Wraps off Aston's GT racer
Iconic British marque to fight Ferrari and not just at Le Mans
Aston Martin and its motorsport partner Prodrive Engineering plan to build 32 DBR9 racers in a bid to recreate the marque’s golden era of 1950s sportscar success.
They want the V12 machine — which next year will take Aston back to the Le Mans 24 Hours — to race in all the major sportscar series around the world. As well as supplying cars to the works teams that will spearhead Aston Martin’s return to international racing, ‘customer cars’ will be offered to several privateers as well as collectors.
“When Aston went back into motorsport after WWII, there was such strong demand from the customers that the company turned its attention to building cars for gentleman racers,” explained Aston Martin boss Ulrich Bez. “We will undertake the same strategy today with the DBR9.”
The DBR9s will be numbered according to a system first used on the DB3S: the 12 works cars will carry chassis numbers 1-12, the 20 customers cars numbers 101-120.
The 12 works machines will be split between three teams still being sought for full-on campaigns in the American Le Mans Series and FIA GT Championship, as well as at Le Mans, from 2006 onwards. A works deal will involve a team committing to purchase four DBR9s over the course of three seasons.
Prodrive, which has set up the wholly-owned subsidiary Aston Martin Racing to mastermind the project, believes it will have no trouble selling the 32 cars.
“Demand for them will outstrip supply,” said Prodrive boss David Richards. “People will want to buy the works cars because history has shown with the DB3S that they retain a higher value than the customer versions.
The customer DBR9s will cost £475,000 apiece, while the works cars will be sold under different terms. A works franchise is reputed to be available for £2.75 million over its three-year duration.

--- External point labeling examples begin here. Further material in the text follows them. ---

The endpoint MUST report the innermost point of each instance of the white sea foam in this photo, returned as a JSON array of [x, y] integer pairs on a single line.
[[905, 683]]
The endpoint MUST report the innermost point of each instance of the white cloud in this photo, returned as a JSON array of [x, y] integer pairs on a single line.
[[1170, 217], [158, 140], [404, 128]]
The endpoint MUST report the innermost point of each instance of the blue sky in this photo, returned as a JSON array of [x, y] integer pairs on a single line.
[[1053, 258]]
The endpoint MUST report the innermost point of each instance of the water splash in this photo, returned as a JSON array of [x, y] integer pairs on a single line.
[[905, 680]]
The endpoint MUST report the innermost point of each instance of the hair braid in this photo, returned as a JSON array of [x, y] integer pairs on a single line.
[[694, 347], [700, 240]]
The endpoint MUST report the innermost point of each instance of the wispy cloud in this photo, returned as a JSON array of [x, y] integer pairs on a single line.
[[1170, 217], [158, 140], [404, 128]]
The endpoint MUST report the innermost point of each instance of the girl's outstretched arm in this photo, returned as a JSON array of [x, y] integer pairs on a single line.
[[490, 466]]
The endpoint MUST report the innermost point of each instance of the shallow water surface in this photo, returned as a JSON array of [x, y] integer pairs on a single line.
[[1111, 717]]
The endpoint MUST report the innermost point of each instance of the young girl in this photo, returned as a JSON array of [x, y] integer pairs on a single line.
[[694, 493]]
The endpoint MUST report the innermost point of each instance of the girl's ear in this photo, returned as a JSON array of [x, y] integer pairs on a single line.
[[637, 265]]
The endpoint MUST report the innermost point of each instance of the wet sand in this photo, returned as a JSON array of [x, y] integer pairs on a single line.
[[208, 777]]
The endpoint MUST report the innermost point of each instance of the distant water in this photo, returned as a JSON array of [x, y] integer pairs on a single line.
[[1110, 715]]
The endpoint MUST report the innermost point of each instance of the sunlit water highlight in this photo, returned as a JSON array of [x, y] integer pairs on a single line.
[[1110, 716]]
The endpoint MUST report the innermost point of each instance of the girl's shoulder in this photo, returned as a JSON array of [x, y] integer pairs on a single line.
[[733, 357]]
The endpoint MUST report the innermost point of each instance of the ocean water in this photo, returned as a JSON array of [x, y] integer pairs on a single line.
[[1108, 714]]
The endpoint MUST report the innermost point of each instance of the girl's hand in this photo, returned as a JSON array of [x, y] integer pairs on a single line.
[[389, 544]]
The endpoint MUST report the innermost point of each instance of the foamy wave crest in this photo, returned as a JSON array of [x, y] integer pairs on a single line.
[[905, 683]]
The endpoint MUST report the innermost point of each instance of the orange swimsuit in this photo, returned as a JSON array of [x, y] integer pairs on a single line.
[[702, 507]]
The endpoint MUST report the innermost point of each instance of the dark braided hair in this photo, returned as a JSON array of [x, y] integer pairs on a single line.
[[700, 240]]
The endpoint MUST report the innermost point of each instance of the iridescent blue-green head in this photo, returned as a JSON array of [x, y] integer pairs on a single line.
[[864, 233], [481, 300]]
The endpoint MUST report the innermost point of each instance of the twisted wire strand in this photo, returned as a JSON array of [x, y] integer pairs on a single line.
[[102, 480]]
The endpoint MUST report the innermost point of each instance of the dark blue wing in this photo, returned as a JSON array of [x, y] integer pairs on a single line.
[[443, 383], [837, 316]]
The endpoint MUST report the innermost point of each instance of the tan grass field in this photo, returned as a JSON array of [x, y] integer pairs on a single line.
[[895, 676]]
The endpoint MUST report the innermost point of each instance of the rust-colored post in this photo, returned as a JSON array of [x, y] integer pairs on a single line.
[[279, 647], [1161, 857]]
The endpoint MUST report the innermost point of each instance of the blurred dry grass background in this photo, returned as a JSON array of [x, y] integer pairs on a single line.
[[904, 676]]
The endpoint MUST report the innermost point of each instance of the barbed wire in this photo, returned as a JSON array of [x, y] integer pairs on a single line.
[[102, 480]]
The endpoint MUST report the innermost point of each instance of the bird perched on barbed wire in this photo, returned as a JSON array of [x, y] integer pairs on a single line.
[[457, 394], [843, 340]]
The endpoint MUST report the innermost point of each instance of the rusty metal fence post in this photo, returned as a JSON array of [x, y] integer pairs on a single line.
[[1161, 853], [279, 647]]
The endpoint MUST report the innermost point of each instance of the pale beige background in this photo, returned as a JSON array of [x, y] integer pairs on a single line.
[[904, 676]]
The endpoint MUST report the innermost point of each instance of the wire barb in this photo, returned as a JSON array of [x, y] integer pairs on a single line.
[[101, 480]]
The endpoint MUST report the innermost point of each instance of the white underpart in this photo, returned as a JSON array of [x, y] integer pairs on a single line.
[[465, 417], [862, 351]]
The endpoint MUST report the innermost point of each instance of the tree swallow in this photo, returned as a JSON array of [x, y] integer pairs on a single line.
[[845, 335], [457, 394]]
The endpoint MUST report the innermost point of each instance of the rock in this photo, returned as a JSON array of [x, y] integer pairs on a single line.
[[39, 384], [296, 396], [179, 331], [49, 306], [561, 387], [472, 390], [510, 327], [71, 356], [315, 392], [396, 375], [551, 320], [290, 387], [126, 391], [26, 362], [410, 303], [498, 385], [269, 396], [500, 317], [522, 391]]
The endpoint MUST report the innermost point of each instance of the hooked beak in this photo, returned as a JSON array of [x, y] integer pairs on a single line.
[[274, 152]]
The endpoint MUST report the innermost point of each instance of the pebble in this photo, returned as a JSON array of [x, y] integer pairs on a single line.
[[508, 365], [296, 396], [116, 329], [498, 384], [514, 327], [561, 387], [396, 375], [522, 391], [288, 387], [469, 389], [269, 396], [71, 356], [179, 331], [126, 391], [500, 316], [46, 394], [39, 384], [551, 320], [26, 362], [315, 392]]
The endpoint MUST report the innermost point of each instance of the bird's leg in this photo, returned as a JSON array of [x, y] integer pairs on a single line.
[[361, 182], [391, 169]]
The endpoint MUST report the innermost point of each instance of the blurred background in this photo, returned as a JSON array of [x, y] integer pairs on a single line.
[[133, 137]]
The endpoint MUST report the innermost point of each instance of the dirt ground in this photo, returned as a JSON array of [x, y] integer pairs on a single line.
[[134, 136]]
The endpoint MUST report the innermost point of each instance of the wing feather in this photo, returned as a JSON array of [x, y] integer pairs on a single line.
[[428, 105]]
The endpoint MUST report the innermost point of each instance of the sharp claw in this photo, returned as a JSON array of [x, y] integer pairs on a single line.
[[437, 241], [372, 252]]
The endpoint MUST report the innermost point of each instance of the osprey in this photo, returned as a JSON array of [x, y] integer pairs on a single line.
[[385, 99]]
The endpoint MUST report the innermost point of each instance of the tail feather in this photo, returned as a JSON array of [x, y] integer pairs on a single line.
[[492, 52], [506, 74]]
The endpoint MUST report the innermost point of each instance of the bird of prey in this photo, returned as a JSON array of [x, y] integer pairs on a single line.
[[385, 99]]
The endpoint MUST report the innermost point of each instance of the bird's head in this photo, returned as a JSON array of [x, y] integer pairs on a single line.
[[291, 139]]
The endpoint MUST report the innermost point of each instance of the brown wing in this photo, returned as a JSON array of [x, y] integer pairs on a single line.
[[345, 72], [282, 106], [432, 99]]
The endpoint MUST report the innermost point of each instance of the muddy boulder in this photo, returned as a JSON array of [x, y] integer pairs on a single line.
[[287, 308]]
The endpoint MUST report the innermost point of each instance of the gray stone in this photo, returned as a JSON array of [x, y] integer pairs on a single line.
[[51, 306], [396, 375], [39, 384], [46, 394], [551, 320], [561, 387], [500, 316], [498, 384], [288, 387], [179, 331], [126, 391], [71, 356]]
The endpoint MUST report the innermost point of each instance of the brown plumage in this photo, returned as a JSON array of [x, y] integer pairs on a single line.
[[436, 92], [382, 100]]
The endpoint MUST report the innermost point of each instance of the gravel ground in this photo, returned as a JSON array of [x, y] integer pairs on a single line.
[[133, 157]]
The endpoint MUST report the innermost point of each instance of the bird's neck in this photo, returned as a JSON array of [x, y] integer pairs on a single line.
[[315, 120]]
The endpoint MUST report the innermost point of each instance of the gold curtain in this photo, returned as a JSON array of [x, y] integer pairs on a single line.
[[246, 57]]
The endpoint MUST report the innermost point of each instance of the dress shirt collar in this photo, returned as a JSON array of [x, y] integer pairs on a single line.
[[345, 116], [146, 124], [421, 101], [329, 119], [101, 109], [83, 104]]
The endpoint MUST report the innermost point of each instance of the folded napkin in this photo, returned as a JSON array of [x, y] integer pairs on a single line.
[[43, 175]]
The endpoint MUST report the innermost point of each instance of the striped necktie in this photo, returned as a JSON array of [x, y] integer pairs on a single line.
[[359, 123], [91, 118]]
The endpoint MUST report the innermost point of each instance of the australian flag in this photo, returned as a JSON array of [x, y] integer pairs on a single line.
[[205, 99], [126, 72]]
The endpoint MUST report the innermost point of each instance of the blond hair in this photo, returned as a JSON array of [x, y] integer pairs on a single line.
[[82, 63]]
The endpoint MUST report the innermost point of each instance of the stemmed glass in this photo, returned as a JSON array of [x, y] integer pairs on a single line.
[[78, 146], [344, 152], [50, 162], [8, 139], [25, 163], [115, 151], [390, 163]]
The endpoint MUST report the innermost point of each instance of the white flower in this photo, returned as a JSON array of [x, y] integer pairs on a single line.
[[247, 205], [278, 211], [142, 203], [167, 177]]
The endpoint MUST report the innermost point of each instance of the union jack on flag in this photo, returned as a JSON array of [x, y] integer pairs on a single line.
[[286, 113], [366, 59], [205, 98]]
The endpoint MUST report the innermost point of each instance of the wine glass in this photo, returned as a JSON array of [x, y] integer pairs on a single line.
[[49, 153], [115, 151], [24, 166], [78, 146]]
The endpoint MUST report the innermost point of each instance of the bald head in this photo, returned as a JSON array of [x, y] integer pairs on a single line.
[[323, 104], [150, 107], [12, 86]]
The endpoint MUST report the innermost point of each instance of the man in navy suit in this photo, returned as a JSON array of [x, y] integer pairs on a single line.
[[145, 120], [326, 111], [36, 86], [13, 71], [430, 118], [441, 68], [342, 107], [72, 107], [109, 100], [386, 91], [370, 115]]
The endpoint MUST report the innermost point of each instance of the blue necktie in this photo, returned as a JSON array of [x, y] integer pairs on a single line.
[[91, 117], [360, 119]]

Prodrive, which gained useful experience with its Ferrari 550 GT racers, will campaign the DBR9 next season to prove the car against strong opposition expected to include Maserati’s Ferrari Enzo-based MC12 and an all-new Corvette. It will give the car its world debut in the Sebring 12 Hours next March and, presuming it receives entries, will take two cars to Le Mans and selected FIA GT and ALMS events.
Teams in the running for a works deal include long-time sportscar entrant David Price, who is planning to join forces with two former Le Mans winners — Martin Brundle (Jaguar in 1990) and Mark Blundell (Peugeot in ’92) — in a new organisation. IRL team owner Bobby Rahal is also in talks with Aston, as is the double FIA GT champion team, Scuderia Italia.